Az sonra kahveler servis tabağı haline getirilmiş eski bir kap içinde sunuldu. Kahvenin tarifi de şöyle: Fincanın içine yeterli miktarda toprak konuyor, sonra etraftan bulunan bir dal parçası (bunun adı kaşık) ile yavaş yavaş karıştırılıyor. İyice köpürünce ateş kısılıyor, sonra ikram ediliyor…

Ben de bu kahveye karşılık bir teşekkür olması için, onlara çocukluğumun oyuncaklarından biri olan "ceviz fırıldağı" yaptım, günlerce onunla oynadılar. Ceviz fırıldağı, şimdi İstanbul’daki evimizde çocuk misafirlerimizi bekliyor.

Evleri de çok güzeldi. Kullanılmayan fincanlar, kaşıklar, delik tabaklar ve tavalar bir güzel toplanmış, yıkanmış ve ev eşyası olarak raflara dizilmişti. Avludan topladıkları tahta parçaları, şişeler, kavanozlar, kavanoz kapakları da evin diğer eşyaları olarak yerlerini almıştı. Tahtadan yapılmış kitap rafı ile eski bir iskemle yerli yerine konulmuş, çamurdan yaptıkları elmalar, kekler ve pastalar da ikram edilmeye hazır masa üzerine dizilmişti.
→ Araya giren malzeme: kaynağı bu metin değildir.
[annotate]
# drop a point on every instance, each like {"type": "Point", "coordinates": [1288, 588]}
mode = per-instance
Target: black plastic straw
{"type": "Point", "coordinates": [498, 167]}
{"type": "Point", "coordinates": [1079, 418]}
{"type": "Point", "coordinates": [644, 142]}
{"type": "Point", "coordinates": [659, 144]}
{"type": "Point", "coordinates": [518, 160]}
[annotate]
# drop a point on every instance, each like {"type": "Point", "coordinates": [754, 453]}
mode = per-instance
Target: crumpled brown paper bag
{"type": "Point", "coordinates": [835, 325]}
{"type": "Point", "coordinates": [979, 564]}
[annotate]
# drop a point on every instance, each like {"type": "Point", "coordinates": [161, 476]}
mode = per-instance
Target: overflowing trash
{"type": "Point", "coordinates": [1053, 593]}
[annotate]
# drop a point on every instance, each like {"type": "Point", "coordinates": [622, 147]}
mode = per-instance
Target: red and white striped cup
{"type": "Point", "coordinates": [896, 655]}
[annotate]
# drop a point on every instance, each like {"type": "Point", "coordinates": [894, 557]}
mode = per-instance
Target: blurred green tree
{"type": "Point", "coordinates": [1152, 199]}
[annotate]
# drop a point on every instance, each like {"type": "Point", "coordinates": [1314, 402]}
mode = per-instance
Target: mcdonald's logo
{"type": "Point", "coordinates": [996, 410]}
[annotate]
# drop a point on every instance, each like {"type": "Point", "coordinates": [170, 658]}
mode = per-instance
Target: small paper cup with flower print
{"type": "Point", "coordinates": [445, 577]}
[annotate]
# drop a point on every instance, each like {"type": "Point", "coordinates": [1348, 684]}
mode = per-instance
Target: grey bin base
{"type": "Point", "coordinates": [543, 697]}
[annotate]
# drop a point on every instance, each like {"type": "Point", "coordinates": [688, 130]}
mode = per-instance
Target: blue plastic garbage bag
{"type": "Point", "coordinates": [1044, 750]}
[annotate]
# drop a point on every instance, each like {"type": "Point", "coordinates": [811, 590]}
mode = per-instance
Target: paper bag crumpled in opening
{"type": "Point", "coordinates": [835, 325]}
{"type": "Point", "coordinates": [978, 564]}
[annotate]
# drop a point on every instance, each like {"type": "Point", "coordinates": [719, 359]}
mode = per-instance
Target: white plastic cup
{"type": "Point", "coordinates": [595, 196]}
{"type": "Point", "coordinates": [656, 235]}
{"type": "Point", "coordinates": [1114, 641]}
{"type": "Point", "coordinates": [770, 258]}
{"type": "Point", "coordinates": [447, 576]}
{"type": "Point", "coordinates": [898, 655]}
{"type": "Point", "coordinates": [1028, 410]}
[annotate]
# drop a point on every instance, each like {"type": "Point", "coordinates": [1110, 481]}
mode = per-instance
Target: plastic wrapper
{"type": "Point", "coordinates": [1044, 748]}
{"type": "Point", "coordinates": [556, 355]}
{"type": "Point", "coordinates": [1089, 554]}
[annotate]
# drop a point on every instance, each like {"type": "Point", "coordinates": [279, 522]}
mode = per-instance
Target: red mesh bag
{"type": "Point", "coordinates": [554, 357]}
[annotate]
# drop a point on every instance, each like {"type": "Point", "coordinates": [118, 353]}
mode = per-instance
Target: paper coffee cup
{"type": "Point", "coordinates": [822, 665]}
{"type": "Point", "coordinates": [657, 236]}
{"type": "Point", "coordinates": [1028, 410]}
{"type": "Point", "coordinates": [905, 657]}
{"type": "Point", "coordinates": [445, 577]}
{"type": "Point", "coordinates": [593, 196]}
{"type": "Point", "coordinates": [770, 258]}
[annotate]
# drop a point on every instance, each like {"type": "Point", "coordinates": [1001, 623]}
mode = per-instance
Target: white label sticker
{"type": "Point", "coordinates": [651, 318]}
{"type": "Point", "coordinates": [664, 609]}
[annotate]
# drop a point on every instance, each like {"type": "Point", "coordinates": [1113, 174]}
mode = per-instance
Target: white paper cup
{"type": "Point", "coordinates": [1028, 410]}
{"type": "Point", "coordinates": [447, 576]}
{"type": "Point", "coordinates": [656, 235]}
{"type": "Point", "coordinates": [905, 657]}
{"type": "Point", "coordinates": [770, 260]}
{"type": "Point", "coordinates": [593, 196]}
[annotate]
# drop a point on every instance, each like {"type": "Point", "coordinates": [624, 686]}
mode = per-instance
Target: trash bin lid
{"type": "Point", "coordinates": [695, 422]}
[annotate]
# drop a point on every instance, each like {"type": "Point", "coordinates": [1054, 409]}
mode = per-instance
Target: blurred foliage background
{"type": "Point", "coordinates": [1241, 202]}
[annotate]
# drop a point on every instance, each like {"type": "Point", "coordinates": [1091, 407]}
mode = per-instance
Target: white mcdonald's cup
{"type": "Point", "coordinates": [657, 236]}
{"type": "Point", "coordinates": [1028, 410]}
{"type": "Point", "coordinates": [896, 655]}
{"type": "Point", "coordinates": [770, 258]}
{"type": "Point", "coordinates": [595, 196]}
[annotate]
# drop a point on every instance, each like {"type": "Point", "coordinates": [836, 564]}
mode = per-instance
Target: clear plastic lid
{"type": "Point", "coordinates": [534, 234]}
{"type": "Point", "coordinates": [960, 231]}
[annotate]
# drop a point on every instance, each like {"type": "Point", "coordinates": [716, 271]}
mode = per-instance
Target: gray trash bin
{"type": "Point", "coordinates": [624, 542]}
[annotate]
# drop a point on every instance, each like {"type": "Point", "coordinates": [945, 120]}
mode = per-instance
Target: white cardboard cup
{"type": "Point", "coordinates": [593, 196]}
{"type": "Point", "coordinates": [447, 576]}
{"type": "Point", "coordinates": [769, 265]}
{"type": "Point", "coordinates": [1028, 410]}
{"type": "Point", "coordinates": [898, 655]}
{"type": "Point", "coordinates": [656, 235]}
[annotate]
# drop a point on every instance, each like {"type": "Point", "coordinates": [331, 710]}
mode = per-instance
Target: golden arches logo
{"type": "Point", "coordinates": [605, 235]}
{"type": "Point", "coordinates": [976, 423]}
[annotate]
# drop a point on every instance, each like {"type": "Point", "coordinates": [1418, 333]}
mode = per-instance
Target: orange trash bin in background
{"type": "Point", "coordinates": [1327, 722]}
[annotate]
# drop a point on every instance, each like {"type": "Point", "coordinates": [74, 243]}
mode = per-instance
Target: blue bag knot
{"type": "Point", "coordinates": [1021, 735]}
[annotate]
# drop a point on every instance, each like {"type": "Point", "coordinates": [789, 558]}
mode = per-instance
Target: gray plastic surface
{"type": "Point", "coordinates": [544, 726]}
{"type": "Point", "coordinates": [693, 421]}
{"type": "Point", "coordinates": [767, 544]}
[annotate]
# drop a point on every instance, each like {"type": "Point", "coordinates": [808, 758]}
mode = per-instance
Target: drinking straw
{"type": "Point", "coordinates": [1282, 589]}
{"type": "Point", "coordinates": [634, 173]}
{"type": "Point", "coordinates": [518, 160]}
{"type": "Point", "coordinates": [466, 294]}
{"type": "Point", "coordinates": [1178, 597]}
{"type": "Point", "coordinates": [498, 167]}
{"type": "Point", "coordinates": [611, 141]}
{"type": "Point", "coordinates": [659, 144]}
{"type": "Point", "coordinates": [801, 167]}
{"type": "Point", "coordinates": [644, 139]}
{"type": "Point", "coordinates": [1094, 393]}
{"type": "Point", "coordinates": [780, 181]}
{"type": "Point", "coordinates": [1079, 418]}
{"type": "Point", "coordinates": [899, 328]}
Çocuğun çocukluğunu doyasıya yaşamasında, yetişmesinde, alışkanlıklar kazanmasında, zekâ ve yeteneklerinin gelişmesinde oyuncakların yeri çok büyük. Bu haliyle oyuncaklar, sadece basit anlamıyla değil, derin anlamıyla da eğitim aracı fonksiyonu üstlenmektedir. Çocuk yeni bir oyuncak yaparken veya etrafındaki bir nesneyi oyuncağa dönüştürürken, çocuksu algısının, merakının, heyecanının, hissedişinin ve becerisinin karşılığını çok rahat bulabilmektedir. Oyuncağı ile oynarken, hatta onu bozarken ve tamir ederken de bu karşılıklılık artarak devam etmektedir. Çocuk sonuçta oyuncağı ile hem çocukluğunu yaşamakta, hem de gelişerek büyümektedir.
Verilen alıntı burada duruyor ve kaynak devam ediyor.